THAILAND: Less than a month after the second wave of the pandemic subsided, Thailand faced a tsunami of COVID-19 infections in April and early May, posing a threat to economic stability.

By Bangkok Post

Monday 3 May 2021, 01:15PM

The third wave of COVID-19 has affected locals’ livelihood, even as businesses were adjusting to the economic impact of the first and second outbreaks. Photo: Somchai Poomlard.

The third wave of COVID-19 has affected locals’ livelihood, even as businesses were adjusting to the economic impact of the first and second outbreaks. Photo: Somchai Poomlard.

While countries with high inoculation rates such as the US have moved past rigid measures, the Thai government has stumbled in providing vaccination.

The state also faces fund disbursement challenges related to the B380 billion budget allocated to combat COVID-19.

The tighter virus control measures announced last week in Thailand put more pressure on the government to help those in urgent need, as it has come under fire for its failure to manage the health crisis.

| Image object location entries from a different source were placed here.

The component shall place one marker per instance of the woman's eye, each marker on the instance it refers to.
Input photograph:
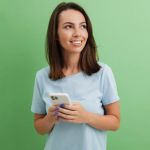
(68, 27)
(84, 26)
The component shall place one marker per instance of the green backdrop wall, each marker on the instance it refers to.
(122, 32)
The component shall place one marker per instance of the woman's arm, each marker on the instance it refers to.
(45, 123)
(77, 114)
(110, 121)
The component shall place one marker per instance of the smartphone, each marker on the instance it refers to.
(59, 98)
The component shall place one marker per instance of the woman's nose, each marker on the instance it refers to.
(77, 32)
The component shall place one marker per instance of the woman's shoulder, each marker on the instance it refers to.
(104, 66)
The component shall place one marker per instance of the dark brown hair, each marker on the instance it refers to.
(89, 56)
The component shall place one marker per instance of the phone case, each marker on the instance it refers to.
(60, 98)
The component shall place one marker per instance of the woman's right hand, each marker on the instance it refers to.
(52, 114)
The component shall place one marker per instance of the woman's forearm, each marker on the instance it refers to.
(44, 125)
(100, 122)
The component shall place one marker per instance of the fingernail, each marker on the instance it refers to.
(56, 113)
(57, 108)
(61, 105)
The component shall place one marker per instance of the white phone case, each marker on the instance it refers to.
(60, 98)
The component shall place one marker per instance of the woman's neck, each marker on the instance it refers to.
(71, 65)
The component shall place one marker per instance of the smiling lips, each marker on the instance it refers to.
(76, 42)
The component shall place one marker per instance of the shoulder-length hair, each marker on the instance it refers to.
(88, 57)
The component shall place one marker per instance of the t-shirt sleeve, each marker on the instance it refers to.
(109, 87)
(38, 105)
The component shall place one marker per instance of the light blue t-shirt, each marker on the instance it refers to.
(91, 91)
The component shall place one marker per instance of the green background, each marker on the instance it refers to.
(122, 33)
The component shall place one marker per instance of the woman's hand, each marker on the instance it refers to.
(74, 113)
(52, 113)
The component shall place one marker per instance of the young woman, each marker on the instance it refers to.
(74, 69)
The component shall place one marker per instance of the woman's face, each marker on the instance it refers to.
(72, 31)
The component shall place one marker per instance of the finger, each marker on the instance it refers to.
(67, 111)
(66, 116)
(52, 108)
(70, 107)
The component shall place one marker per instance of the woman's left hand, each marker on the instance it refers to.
(74, 113)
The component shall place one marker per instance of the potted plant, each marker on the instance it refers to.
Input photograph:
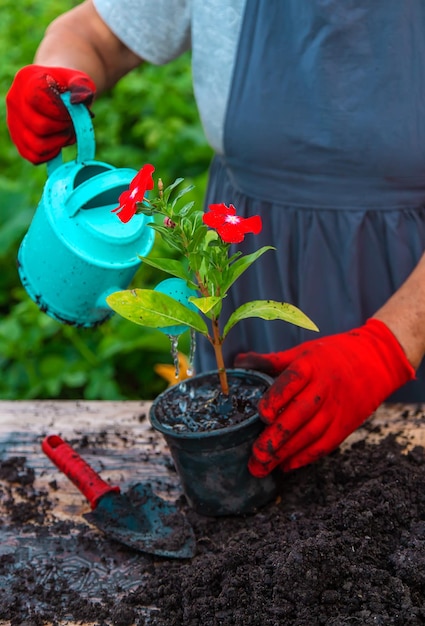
(209, 420)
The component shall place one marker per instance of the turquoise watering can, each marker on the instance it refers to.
(76, 251)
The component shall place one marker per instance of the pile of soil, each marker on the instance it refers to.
(344, 544)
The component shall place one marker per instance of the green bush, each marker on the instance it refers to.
(149, 117)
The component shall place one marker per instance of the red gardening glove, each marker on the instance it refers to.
(38, 121)
(325, 389)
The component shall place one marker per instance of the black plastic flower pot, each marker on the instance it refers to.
(211, 460)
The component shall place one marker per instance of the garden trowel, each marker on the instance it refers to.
(139, 518)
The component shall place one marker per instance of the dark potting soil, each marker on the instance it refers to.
(198, 404)
(343, 545)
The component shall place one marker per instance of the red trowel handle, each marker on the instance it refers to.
(76, 469)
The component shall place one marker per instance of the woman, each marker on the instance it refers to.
(316, 114)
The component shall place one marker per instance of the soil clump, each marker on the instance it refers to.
(343, 544)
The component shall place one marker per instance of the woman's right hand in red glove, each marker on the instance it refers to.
(38, 121)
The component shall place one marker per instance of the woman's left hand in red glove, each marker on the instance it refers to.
(325, 389)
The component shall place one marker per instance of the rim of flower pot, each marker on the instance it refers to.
(188, 434)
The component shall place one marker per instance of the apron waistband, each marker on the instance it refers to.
(324, 192)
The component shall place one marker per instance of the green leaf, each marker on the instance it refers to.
(270, 310)
(205, 304)
(171, 266)
(147, 307)
(181, 193)
(242, 264)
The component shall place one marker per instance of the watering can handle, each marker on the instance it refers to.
(86, 145)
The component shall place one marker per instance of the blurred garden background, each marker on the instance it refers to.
(149, 117)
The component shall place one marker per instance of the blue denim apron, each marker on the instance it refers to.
(325, 139)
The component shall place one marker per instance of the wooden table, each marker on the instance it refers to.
(117, 440)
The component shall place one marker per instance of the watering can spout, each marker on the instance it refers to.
(76, 250)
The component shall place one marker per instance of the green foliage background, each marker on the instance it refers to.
(149, 117)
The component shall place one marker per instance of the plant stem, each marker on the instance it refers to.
(217, 344)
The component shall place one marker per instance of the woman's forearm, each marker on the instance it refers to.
(404, 314)
(80, 39)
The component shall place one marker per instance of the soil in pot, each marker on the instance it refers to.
(210, 436)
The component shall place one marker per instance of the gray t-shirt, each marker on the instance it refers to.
(161, 31)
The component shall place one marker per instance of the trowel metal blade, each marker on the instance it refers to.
(144, 521)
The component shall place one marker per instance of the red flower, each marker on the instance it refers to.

Nonarit Bisonyabut, a senior research fellow at the Thailand Development Research Institute, said without a third wave of COVID-19 infections in the country, he would have disagreed with the government’s cash handout scheme.

“The third wave is serious, setting highs for new infections and deaths. We are still unsure whether or when the government will be able to contain the outbreak,” he said.

“People who cannot work from home are the hardest hit. The cash handouts help with their short-term financial hardships and are considered essential.”

However, Mr Nonarit suggested this round of cash handouts be given to a specific target group who deserve special attention from the government given its limited budget.

“The new round of handouts should concentrate primarily on state welfare cardholders and underprivileged people who could not register for assistance, such as those without smartphones or bedridden patients,” he said.

FTI chairman Supant Mongkolsuthree says B240bn is not sufficient to deal with all the impact from three waves.

“Combined, this group comprises 16-17 million people.”

Mr Nonarit said the government is projected to spend about B60bn a month if it pays B3,500 a month to this group in need.

Of the government’s budget of B380bn available to mitigate the impact of the pandemic, cash handouts are projected to be sustainable for six months.

The cash handout is projected to last for four months if the government intends to offer cash to all eligible recipient groups estimated at 33 million people under existing aid measures.

Mr Nonarit referred to epidemiological evidence that suggests this wave of infections will last for around 4-6 months.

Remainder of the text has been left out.